For one, you probably won’t ever interact with those people, which makes their presence in your list of digital connections relatively worthless and potentially dangerous.

“I soon discovered the downside to getting linked with people I didn’t know,” USA Today’s Steven Petrow writes. “… If I did connect with someone I didn’t know, I felt even more uncomfortable — you know that old saying about being judged by the company you keep? I realized I didn’t want to be professionally associated with people I don’t know (especially when I heard that one of my connections had been fired from her job for dealing drugs in the workplace!).”

That’s the reality of those seemingly harmless digital connections.

They are real enough that when one of your connections earns a troubling reputation, it could also cause other LinkedIn users to question your integrity as well.

Not to mention the fact that linking with people you don’t really know often just leads to a pointless virtual relationship that eventually gets lost in the sea of faces that are actually familiar to you.

It all points to the fact that there should be some sort of caution in selecting who you want to link with on the site, but that doesn’t mean you should deny every invitation that comes from a person you haven’t shaken hands with.

LinkedIn gives you access to people you may have never had the chance to meet otherwise.

If you are going to accept invitations from strangers, make sure those decisions are industry specific.

Is there something for you to gain from that connection and is there a reason you would want to reach out to them relatively soon?

These types of pairings could lead to potential clients or mutually beneficial professional relationships.

Perhaps the best tool to navigating the tricky waters of “accept or not to accept” is to invest in going premium on the site and first communicate with people via InMail.
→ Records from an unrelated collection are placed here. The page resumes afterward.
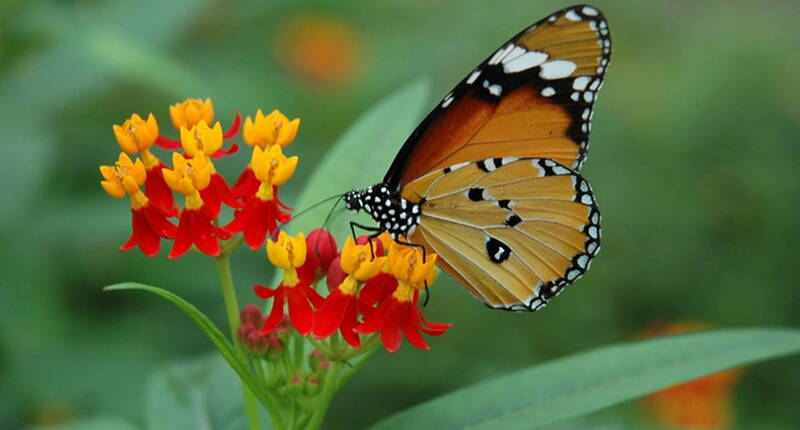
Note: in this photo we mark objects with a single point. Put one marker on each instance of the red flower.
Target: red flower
(216, 193)
(261, 213)
(289, 254)
(322, 249)
(342, 306)
(149, 221)
(149, 226)
(300, 299)
(158, 191)
(196, 226)
(399, 314)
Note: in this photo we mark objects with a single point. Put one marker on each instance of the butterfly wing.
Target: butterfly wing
(532, 98)
(513, 231)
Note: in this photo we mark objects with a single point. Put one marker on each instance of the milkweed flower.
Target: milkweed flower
(208, 140)
(149, 222)
(399, 314)
(136, 135)
(262, 210)
(289, 254)
(263, 132)
(190, 113)
(703, 403)
(342, 306)
(196, 226)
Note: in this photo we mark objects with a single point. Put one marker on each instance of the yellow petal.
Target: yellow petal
(188, 141)
(124, 140)
(113, 189)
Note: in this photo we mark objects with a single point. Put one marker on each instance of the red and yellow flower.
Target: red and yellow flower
(196, 226)
(263, 132)
(190, 113)
(262, 210)
(289, 254)
(208, 140)
(342, 306)
(136, 135)
(149, 221)
(399, 314)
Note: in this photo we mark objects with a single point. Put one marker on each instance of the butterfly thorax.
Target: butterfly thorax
(393, 213)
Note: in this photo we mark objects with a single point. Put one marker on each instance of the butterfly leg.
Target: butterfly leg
(375, 233)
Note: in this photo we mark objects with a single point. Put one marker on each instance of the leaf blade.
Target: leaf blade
(590, 381)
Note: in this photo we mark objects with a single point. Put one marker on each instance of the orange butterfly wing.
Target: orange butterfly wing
(532, 98)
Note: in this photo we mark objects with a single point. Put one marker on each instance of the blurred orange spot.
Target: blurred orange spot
(322, 49)
(704, 403)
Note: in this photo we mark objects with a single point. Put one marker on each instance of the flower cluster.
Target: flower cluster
(374, 287)
(254, 197)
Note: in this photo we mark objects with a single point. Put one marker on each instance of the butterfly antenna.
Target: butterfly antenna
(301, 212)
(331, 212)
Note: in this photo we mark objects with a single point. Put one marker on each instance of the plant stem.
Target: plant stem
(329, 388)
(232, 309)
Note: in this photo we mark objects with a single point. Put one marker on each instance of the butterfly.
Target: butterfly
(489, 180)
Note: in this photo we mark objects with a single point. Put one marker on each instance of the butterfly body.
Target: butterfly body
(490, 179)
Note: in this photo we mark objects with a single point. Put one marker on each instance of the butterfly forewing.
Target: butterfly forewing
(533, 97)
(515, 231)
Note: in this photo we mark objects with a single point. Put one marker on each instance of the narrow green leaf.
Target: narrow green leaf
(206, 325)
(196, 394)
(586, 382)
(362, 155)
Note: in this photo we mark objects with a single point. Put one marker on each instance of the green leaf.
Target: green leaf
(362, 155)
(207, 326)
(586, 382)
(95, 423)
(201, 393)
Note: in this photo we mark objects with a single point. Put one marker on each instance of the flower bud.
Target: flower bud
(335, 274)
(322, 249)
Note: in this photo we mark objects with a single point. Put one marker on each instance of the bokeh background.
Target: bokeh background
(694, 162)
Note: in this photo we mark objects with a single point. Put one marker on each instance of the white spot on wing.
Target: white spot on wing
(572, 15)
(524, 62)
(580, 83)
(472, 77)
(557, 69)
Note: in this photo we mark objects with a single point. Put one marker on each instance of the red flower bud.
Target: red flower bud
(335, 274)
(322, 250)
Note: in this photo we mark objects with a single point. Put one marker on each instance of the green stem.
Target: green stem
(232, 309)
(329, 388)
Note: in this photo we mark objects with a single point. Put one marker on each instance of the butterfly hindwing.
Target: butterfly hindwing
(515, 231)
(533, 97)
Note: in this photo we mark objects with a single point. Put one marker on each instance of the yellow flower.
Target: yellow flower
(125, 177)
(358, 263)
(136, 134)
(288, 253)
(191, 112)
(189, 177)
(406, 264)
(272, 129)
(201, 138)
(272, 168)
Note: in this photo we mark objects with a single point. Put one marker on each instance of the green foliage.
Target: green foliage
(360, 157)
(580, 384)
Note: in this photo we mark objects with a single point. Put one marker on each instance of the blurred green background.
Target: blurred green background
(694, 161)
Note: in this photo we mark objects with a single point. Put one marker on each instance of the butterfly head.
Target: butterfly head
(354, 200)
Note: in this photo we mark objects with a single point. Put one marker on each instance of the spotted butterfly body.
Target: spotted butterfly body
(490, 179)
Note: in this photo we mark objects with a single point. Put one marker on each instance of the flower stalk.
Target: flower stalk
(333, 308)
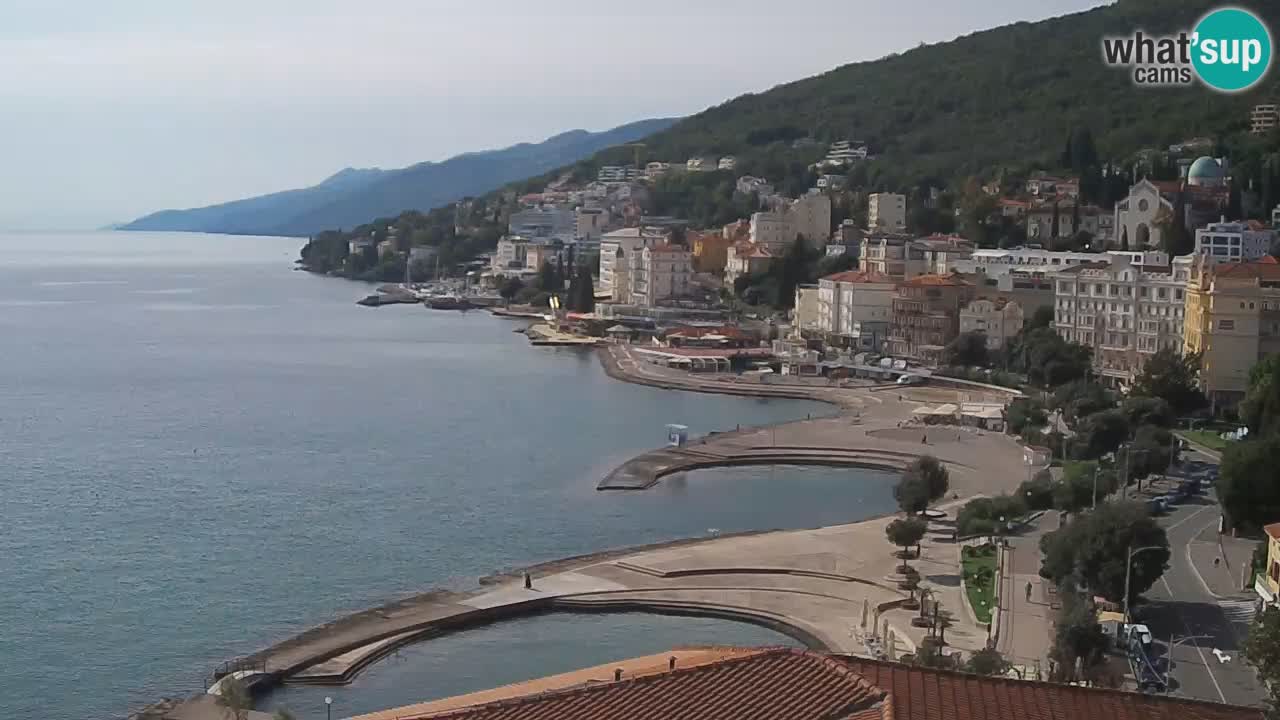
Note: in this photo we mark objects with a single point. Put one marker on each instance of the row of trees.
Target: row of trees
(580, 296)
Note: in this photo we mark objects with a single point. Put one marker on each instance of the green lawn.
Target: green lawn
(1208, 438)
(978, 565)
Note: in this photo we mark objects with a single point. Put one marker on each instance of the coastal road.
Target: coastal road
(1180, 606)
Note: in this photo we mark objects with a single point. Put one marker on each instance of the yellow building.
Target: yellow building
(1267, 584)
(1232, 319)
(711, 251)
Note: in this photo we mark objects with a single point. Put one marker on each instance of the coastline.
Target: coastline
(359, 639)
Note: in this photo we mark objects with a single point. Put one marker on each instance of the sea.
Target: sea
(204, 450)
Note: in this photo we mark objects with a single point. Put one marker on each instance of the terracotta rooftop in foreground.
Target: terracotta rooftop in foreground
(796, 684)
(920, 693)
(632, 668)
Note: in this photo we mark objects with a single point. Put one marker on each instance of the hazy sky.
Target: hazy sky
(114, 108)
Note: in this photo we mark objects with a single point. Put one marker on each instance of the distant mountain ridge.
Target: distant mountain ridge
(356, 195)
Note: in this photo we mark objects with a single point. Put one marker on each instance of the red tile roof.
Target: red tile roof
(796, 684)
(859, 277)
(668, 247)
(778, 684)
(919, 693)
(937, 281)
(1265, 269)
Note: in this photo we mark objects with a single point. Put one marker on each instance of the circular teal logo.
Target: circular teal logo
(1232, 49)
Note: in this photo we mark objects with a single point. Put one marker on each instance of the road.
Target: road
(1180, 606)
(1027, 621)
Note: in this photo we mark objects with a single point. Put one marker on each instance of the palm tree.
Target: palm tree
(234, 697)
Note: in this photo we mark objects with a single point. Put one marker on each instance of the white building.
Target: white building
(804, 317)
(999, 263)
(1264, 118)
(618, 173)
(772, 231)
(624, 242)
(855, 308)
(702, 164)
(845, 153)
(997, 319)
(656, 169)
(544, 223)
(1233, 242)
(658, 273)
(886, 212)
(746, 185)
(508, 256)
(1124, 311)
(744, 259)
(808, 217)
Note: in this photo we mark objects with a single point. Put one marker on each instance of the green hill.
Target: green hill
(936, 115)
(1005, 96)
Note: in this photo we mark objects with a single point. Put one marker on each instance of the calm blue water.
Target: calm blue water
(204, 451)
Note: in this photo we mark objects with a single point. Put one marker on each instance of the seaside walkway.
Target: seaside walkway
(813, 584)
(832, 588)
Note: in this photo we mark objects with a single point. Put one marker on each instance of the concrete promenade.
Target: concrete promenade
(833, 588)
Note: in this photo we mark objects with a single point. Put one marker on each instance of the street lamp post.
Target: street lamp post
(1169, 660)
(1095, 497)
(1128, 570)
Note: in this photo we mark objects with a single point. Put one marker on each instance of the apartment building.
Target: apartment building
(1232, 320)
(942, 253)
(886, 212)
(807, 217)
(845, 153)
(658, 273)
(997, 319)
(1264, 118)
(926, 315)
(544, 223)
(855, 308)
(1234, 242)
(618, 173)
(656, 169)
(616, 249)
(1124, 311)
(891, 254)
(745, 259)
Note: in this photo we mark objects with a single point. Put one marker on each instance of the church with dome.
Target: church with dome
(1206, 194)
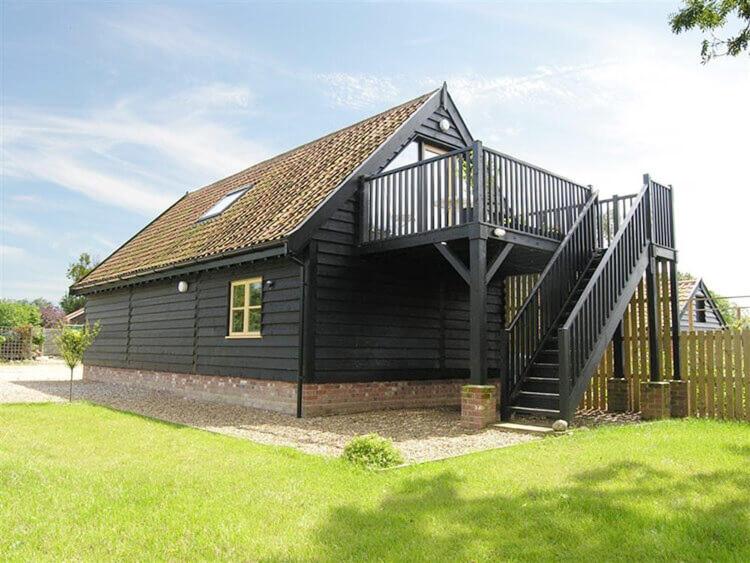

It will allow you to actually have an interaction with that person before connecting with them, eliminating the problem of connecting with “strangers” all together.

Other than that, don’t let the desire to have a large number of connections fool you. That number may impress LinkedIn newbies, but the business veterans on the site won’t be moved by a staggering number of accepted invitations paired with a body of work that shows a stunning lack of real connections and face-to-face networking.